The dust has settled on Fox’s tenure as the studio that brought us the X-Men movies—a 20-year-old franchise that went from promising, to garbage, back to good, and then utter trash. With box office receipts all but confirming that the last movie in the series, the majorly panned Dark Phoenix, was not the coup de grace that it deserved. All negativity aside, the X-Men movies did introduce some creative ideas into the superhero movie lexicon; namely the spin-off movies. These side stories allowed the movies to live in different time periods in order to adapt popular stories from the comics with some of your favorite characters such as Deadpool 1 & 2 and Logan. Now this may have inadvertently screwed up the continuity of the series and had diminishing returns (X-Men Origins, anyone?)—but bear with me, we’re trying to be positive. Imagine everyone’s surprise when, during the supposed apology tour surrounding the failure of Dark Phoenix, longtime composer and editor of the X-Men series John Ottman revealeda script for a Beast solo movie titled X-Men: Fear The Beast. Catchy title, right? The movie finds Nicholas Hoult’s Hank McCoy/Beast, who is struggling to control his own mutation, traveling to an Inuit village to save an old friend of his.

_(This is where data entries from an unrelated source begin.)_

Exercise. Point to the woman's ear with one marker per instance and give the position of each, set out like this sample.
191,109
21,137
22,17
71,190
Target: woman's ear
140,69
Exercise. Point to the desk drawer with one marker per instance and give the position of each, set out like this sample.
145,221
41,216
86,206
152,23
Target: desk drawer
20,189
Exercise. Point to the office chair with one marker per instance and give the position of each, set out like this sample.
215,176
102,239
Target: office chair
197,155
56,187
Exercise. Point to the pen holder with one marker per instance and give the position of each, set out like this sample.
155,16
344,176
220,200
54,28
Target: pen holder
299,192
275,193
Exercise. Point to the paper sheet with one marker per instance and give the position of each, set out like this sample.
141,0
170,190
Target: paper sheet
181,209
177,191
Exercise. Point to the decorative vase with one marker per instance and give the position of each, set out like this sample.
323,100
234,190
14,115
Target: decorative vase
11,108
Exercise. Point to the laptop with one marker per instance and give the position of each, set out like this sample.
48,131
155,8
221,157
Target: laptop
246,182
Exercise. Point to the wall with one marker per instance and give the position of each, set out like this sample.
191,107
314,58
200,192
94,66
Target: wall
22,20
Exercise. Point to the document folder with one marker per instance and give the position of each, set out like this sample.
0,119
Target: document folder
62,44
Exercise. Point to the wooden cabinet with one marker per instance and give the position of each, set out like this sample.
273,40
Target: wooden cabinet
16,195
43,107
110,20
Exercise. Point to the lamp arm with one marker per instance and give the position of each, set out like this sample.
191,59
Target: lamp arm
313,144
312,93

The biggest surprise about this script is that Ottman (and co-writer Byron Burton) don’t choose to go back in time, split the timeline, or do a huge time jump between Fear The Beast and canonically the previous movie in the franchise, 2017’s absolutely terrible X-Men: Apocalypse. After all, the First Class timeline is the best timeline—and allows us to keep central characters like James MacAvoy’s Charles Xavier intact. As stated before, the auteur-driven direction of the X-movies allows for different interpretations of these stories, and Fear The Beast definitely has horror elements weaved into what is conceivably its first two acts of this self-contained story.

The desolate location of Alaska gives a way for the main antagonist, Dr. James Cartier AKA Wendigo (whom Ottman describes in the script as “James Spader in a lab coat”), to stalk his prey and kill them in a multitude of bloody ways. The violence is perhaps the most shocking part of this script—it’s clearly going for a very hard R. Grizzly bears are dispatched and killed, and Beast & Wendigo brutally murder about 30 hunters in a huge set-piece towards the end. Aside from the horror and gore, I think the script does an admirable job at trying to create a story about an oft-forgotten character like Beast, which I think is a gift and a curse—because I can’t think of many people who’d care to give this a chance because he isn’t Wolverine.

Beast and Charles Xavier in 'Dark Phoenix'

Which brings me to my biggest negatives about the script—namely Ottman and Burton hitting the emergency button and releasing Wolverine Ex Machina for no damned reason. Yes, Fear of The Beast re-introduces Hugh Jackman, who “died” in Logan and forgot his memories after Days of Future Past, complete with the same cage fighting intro from X-Men. It’s perplexing in its narrative & financial obviousness; yes, you need to sell tickets and put butts in seats, but Wolverine’s inclusion is nothing more than a glorified third act cameo to help Beast, who is getting his ass kicked even with a super-powered upgrade he receives just moments before. The script even retcons his memory loss with a Xavier handwave that gives it back to him. It’s bad. There’s also the love interest in the movie—Anah and her daughter Bunkei—who are written so paper-thin that it’s jarring considering how the movies treat characters like Mystique and even Jean Grey. The ending stinger of Mr. Sinister is an interesting direction, but after the handling of Apocalypse, shouldn’t have left anyone with a good feeling about where this arc could have ended.

It’s hard to say where X-Men: Fear The Beast "could" have landed on a critical level. The first half is claustrophobic, scary, and oozing with atmosphere—while the last act devolves into the kind of limp spectacle that these movies are known for. It is interesting that Ottman, under the advisement of Fox, took the script to X-Men producer Simon Kinberg—who was working on Dark Phoenix at the time. He declined to even read it because he was also thinking of bringing Wolverine back in his movie as well. I have to commend his decision (he decided against bringing back Hugh Jackman in Dark Phoenix), but I have to wonder if this could have helped stave off the tepid reception of the movie had he embraced X-Men: Fear The Beast. With the future of the X-Men on ice for possibly a long time, it looks like we’ll never know.